One French mother, whose five sons are now grown, confessed to me that she wasn’t always such a hard-ass either: “I am not so strict with this. I used to let them bring their toys in the living room on Sundays. But there was the condition that they had to clean them all out before the weekend was over.”
What a softy.
Last spring I spoke with Noémi, a twenty-three-year-old from Bordeaux. She described the controlled kitchen environment in her home when she was growing up: “There were only two drawers that I was allowed to open in the kitchen. Well, one was not really a drawer, it was our little bread box. And the other was a drawer that had crackers and things like that. I was not permitted to go and open the refrigerator and search around. This was the territory of my mother, and my brother and I had to go to her if we wanted some food. Of course, if my parents were away on vacation, we should search through everything! It was very exciting for us.”

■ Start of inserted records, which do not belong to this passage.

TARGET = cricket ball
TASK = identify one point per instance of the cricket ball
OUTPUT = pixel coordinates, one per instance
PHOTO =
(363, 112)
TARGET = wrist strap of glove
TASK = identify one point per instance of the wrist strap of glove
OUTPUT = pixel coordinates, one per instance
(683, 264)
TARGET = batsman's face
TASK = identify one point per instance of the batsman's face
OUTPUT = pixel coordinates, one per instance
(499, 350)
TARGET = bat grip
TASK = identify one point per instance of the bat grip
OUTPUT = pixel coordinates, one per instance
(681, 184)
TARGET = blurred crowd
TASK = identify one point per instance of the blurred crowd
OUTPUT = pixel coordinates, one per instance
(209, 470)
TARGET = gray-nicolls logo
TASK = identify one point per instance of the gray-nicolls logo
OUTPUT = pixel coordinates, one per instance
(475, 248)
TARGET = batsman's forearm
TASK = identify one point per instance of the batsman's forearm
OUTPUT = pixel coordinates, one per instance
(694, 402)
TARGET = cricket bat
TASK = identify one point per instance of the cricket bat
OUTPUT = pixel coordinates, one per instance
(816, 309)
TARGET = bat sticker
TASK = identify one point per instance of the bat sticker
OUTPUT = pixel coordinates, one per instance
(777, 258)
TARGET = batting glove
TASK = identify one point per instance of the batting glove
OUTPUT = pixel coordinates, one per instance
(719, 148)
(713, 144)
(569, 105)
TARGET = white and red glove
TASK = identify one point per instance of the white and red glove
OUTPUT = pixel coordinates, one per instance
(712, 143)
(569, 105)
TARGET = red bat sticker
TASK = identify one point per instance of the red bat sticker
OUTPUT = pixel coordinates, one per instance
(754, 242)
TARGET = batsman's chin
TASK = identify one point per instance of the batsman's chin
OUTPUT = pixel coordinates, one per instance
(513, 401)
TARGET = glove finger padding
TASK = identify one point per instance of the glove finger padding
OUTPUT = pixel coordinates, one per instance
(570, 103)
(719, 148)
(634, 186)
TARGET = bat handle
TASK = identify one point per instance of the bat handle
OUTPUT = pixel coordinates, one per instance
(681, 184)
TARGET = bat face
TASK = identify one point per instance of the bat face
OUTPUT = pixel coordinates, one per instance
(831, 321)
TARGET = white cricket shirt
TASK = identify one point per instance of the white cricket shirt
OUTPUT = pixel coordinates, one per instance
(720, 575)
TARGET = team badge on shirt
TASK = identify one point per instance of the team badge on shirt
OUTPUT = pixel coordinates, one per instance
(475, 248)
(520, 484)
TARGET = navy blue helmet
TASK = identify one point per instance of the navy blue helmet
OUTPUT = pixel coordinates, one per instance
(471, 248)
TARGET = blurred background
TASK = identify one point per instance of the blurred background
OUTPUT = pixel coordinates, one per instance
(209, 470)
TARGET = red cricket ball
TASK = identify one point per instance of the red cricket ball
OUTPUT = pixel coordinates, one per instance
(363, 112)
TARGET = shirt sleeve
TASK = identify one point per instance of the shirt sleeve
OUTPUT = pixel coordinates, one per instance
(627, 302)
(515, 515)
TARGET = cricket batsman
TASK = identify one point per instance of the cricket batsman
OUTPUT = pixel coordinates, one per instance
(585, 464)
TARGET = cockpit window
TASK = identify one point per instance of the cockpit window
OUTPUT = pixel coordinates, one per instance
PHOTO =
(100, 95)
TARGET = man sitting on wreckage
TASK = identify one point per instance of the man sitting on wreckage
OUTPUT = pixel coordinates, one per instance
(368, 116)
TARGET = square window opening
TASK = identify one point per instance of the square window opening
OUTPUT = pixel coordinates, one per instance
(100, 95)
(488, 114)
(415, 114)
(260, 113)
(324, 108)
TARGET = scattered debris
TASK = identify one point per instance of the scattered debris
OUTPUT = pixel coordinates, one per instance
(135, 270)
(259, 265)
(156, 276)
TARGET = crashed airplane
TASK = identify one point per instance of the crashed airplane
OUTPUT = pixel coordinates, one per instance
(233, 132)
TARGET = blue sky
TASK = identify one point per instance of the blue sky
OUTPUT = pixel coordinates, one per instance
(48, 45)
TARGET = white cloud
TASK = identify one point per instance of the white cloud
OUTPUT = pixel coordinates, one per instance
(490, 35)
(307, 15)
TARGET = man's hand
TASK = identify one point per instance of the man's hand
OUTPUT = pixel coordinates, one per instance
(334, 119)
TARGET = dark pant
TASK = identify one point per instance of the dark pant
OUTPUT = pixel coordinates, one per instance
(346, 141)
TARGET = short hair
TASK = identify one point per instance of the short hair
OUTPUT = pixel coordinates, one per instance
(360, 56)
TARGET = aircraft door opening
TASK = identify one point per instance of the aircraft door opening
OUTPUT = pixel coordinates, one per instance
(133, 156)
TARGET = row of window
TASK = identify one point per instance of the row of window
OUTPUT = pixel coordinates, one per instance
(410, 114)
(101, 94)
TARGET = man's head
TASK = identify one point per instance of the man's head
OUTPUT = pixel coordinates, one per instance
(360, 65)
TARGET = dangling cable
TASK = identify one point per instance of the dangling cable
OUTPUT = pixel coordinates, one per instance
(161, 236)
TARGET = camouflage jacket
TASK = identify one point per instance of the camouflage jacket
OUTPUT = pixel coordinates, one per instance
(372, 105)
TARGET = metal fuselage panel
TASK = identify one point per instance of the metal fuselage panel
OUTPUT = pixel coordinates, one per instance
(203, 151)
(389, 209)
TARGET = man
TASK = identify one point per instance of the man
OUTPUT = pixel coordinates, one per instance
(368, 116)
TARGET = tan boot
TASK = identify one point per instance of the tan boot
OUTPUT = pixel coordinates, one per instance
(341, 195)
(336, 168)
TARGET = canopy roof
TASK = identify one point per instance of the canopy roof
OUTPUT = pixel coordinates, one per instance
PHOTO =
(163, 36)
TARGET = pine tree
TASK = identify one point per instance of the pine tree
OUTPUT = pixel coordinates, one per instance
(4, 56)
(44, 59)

I say “well done” to any mother whose kids get a thrill from opening the refrigerator door. It makes sense that small children not be allowed free rein in the fridge. They are, after all, not the most rational beings when it comes to nutrition. As soon as my kids could manage, they waddled right over to the big white box and went for it. And, for some reason, we did not stop them—until now. I’ve deemed age seven the turning point for fridge freedom. (In France this is considered l’âge de raison—the age of reason—when kids are typically awarded more freedom in many aspects of their lives.) I’ve also been reminding my kids that never, never—never!—should they feel at liberty to examine the contents of their host’s refrigerator when they are guests in another home. It drives me insane when my kids’ friends are so comfortable, or maybe misguided, that they help themselves to ours.